Auch soweit der Antragsteller die Übernahme von Kosten seiner ab 1. August 2006 angemieteten Wohnung für die Zeit ab 22. November 2006 (Antragseingang) begehrt, ist ein eiliges Regelungsbedürfnis nicht dargetan. Nach dem Vorbringen des Antragstellers droht diesem weder der Verlust der Wohnung noch eine Wohnungslosigkeit im Übrigen. Vielmehr erhält er zur Vermeidung einer Kündigung insoweit finanzielle Hilfe von seinem Großvater. Eine Kündigung des Mietverhältnisses durch den Vermieter auf Grund von Zahlungsrückständen steht somit nicht im Raum.
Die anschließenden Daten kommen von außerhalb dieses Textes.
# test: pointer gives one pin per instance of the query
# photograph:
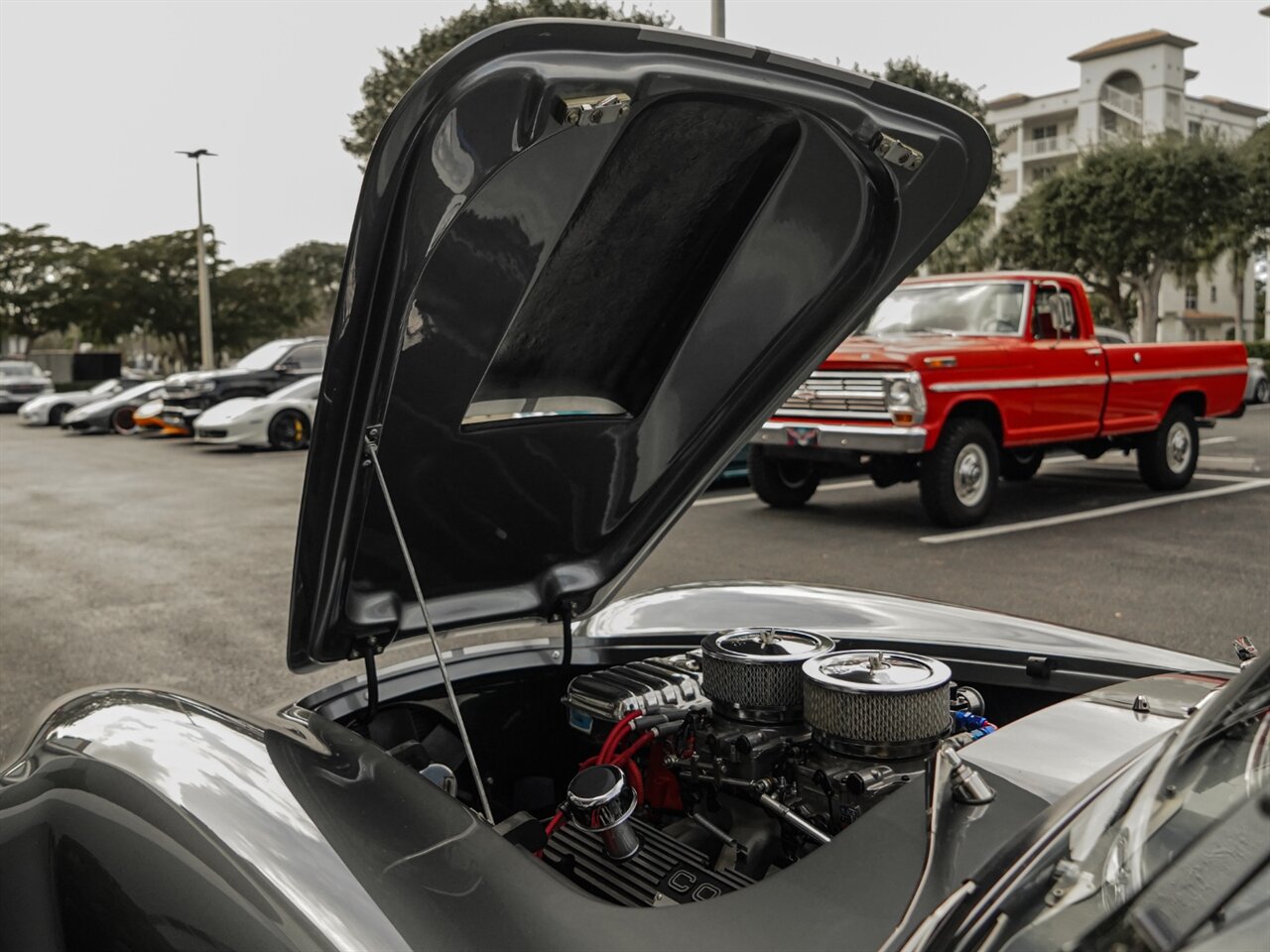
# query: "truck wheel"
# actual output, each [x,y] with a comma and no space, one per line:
[783,484]
[1019,465]
[959,476]
[1167,457]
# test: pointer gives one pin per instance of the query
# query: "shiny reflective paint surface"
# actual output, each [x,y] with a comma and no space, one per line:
[853,617]
[500,253]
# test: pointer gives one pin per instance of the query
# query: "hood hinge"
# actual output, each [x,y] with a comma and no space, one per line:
[567,631]
[371,443]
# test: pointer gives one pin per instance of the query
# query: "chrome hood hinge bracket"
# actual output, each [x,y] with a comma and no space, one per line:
[372,460]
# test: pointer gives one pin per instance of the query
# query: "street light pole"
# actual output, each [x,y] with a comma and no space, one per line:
[717,28]
[204,295]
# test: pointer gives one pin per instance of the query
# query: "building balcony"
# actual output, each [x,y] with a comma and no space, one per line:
[1047,148]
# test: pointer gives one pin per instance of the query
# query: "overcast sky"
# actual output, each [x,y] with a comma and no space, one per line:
[94,96]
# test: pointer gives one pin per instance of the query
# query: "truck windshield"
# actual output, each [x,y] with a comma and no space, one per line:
[988,308]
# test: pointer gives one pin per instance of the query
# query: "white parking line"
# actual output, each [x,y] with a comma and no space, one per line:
[1233,485]
[743,497]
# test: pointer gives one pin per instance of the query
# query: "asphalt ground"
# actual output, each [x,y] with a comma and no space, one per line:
[155,561]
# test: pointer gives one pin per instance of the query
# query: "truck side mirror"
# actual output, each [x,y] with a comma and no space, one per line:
[1064,313]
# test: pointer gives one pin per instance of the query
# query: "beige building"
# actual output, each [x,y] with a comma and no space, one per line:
[1128,87]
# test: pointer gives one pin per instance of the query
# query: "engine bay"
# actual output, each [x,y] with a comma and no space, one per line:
[699,772]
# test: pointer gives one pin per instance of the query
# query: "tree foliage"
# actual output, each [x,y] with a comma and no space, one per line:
[1128,214]
[150,287]
[39,275]
[385,85]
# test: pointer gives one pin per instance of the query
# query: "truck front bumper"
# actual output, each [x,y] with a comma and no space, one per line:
[837,435]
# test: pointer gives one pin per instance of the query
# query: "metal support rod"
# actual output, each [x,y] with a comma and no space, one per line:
[372,453]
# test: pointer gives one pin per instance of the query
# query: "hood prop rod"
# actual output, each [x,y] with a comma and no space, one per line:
[372,452]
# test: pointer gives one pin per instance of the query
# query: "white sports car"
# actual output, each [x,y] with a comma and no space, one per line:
[281,420]
[50,409]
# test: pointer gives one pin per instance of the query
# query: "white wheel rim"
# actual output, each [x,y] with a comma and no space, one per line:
[1178,448]
[970,475]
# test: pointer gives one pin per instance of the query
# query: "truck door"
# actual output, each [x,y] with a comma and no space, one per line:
[1070,368]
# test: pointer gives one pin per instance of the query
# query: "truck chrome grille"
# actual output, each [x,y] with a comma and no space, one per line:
[839,394]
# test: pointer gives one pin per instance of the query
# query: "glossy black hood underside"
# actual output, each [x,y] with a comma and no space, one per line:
[563,327]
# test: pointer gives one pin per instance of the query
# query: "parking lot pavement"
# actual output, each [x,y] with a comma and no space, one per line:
[144,560]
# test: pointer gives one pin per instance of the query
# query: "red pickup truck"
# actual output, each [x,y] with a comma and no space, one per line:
[960,380]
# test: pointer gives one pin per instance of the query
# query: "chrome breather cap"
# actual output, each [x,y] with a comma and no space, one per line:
[766,645]
[599,801]
[866,671]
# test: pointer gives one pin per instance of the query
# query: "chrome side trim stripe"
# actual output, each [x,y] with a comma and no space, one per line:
[1135,376]
[1021,384]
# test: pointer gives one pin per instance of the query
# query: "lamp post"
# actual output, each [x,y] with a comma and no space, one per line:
[204,295]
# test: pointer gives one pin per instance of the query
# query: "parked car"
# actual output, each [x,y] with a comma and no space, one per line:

Mangels Vorliegens eines Anordnungsgrundes kann dahinstehen, ob der Antragsteller überhaupt, und wenn ja in welcher Höhe, einen Anspruch auf Übernahme der Unterkunftskosten durch den Antragsgegner hat, der eine entsprechende Übernahme nicht zugesichert hat (vgl. § 22 Abs. 2a Satz 1 Sozialgesetzbuch – Grundsicherung für Arbeitsuchende – SGB II – i.V. mit § 68 Abs. 2 SGB II). Nicht zu entscheiden war daher auch darüber, ob in der Person des Antragstellers ein Grund im Sinne von § 22 Abs. 2a Satz 2 SGB II vorliegt bzw. ob es dem Antragsteller aus einem wichtigen Grund nicht zumutbar war, die vorherige Zusicherung des Antragsgegners einzuholen (vgl. § 22 Abs. 2a Satz 3 SGB II).

Der Antragsgegner ist jedoch einstweilen für die Zeit vom Antragseingang bis zum 30. April 2007 verpflichtet, dem Antragsteller Leistungen in Höhe von 80 v.H. der Regelleistung zur Sicherung des Lebensunterhalts, mithin in Höhe von monatlich 276,- EUR, zu erbringen. Der Anspruch des Antragstellers, der das 25. Lebensjahr noch nicht vollendet hat, jedenfalls auf eine Leistung in dieser Höhe folgt aus § 20 Abs. 2a SGB II. Der Antragsgegner, der sich im Wesentlichen gegen die Übernahme der Unterkunftskosten wendet, hat diesbezüglich auch keine durchgreifenden Einwendungen vorgebracht. Da eine abschließende Sachaufklärung zu den Einkommens- und Vermögensverhältnissen des Antragstellers untunlich ist, war nach Maßgabe der Erklärungen des Antragstellers zu seinen Einkommens- und Vermögensverhältnissen eine Rechtsfolgenabwägung vorzunehmen (vgl. BVerfG, Beschluss vom 12. Mai 2005 – 1 BvR 569/05, Seite 8 mit weiteren Nachweisen). Danach bestünde im Falle der Ablehnung des Rechtsschutzantrages die Gefahr, dass die Existenz des Antragstellers zeitweilig nicht gesichert wäre. Dieser Nachteil wiegt aber im Verhältnis zu den dem Antragsgegner drohenden Nachteilen ungleich schwerer. Aus diesem Grund war der Antragsgegner zur Erbringung vorläufiger Leistungen im tenorierten Umfang zu verpflichten. Dabei geht der Senat davon aus, dass spätestens bis zum 30. April 2007 der Antragsgegner eine Verwaltungsentscheidung über den Leistungsantrag des Antragstellers vom 13. September 2006 getroffen haben wird. Da der Lebensunterhalt des Antragstellers durch die Leistung nach Maßgabe des § 20 Abs. 2a SGB II einstweilen gesichert ist, bedarf es auch keiner abschließenden Entscheidung darüber, ob der Antragsteller, der zum Zeitpunkt des Abschlusses des Mietvertrages am 10. Juli 2006 nach seinen eigenen Angaben nicht hilfebedürftig war, überhaupt verpflichtet gewesen ist, eine vorherige Zusicherung des Antragsgegners einzuholen.

Die Kostenentscheidung beruht auf einer entsprechenden Anwendung von § 193 SGG.

Dieser Beschluss kann nicht mit der Beschwerde an das Bundessozialgericht angefochten werden (§ 177 SGG).